Looking around as I attempt to establish myself as an author, I see a lot of people caught up in the dichotomy of, “To traditionally publish or not? That is the question.” Every corner of the literary internet has an opinion on whether self-publishing or traditional publishing is better, or who it is better for. So caught up in this controversial professional issue, I think a lot of people start thinking about the choice as a purely binary one.

Since I decided to start trying to publish my books two years ago, I’ve found that there are a multitude of avenues to take when you decide you want to publish. The first thing I realized was a common-sense rule that should be obvious to anyone who’s familiar with the querying process: The shorter it is, the easier it is to get someone to read it.

I’ve queried a lot of short stories and poetry and gotten it published with tiny literary magazines. Are these impressive names I can drop? Not at all. Did it pay? Hardly. Am I published? Yes.

One of the golden rules for being “discovered as an artist” that I once heard was that to be discovered, you have to put your art where people will see it. I think the key to gaining that following everyone wants you to already have is to building it in slow steps. Make sure that whenever you tell someone “I’m a writer,” you can also tell them where they can go online to find something you’ve written. When my exclusivity contracts for short stories come due, I always put them up on my blog or website, if they aren’t already online for free. Make it easy for people to see what you are about.

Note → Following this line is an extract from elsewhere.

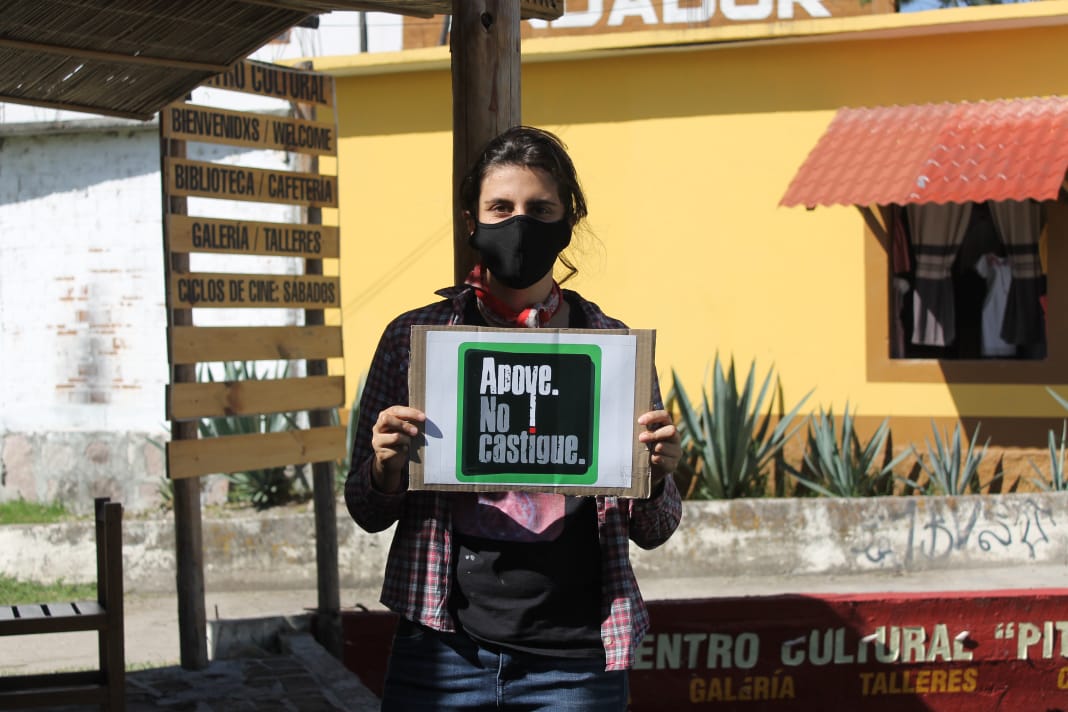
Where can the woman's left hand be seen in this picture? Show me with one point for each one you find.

Like everyone, I’d rather be signing book deals, publishing novels, and paying the rent while readers and fan mail pour in, but I’m resigned to starting slow and going up from here. So far, I’m in a lot better place than my peers who have been querying this whole time or trying to self-publish when they’re artists not marketers.

It’s not very glamorous, but I’ve met a lot of people and built a very neat network of other independent editors, publishers, and writers over the past few years. I can honestly claim that I’m published, and when people—potential readers or other professionals—ask me about my work, I can tell them where to find it. Pretty good for a silly little girl who doesn’t even have her BA in English yet.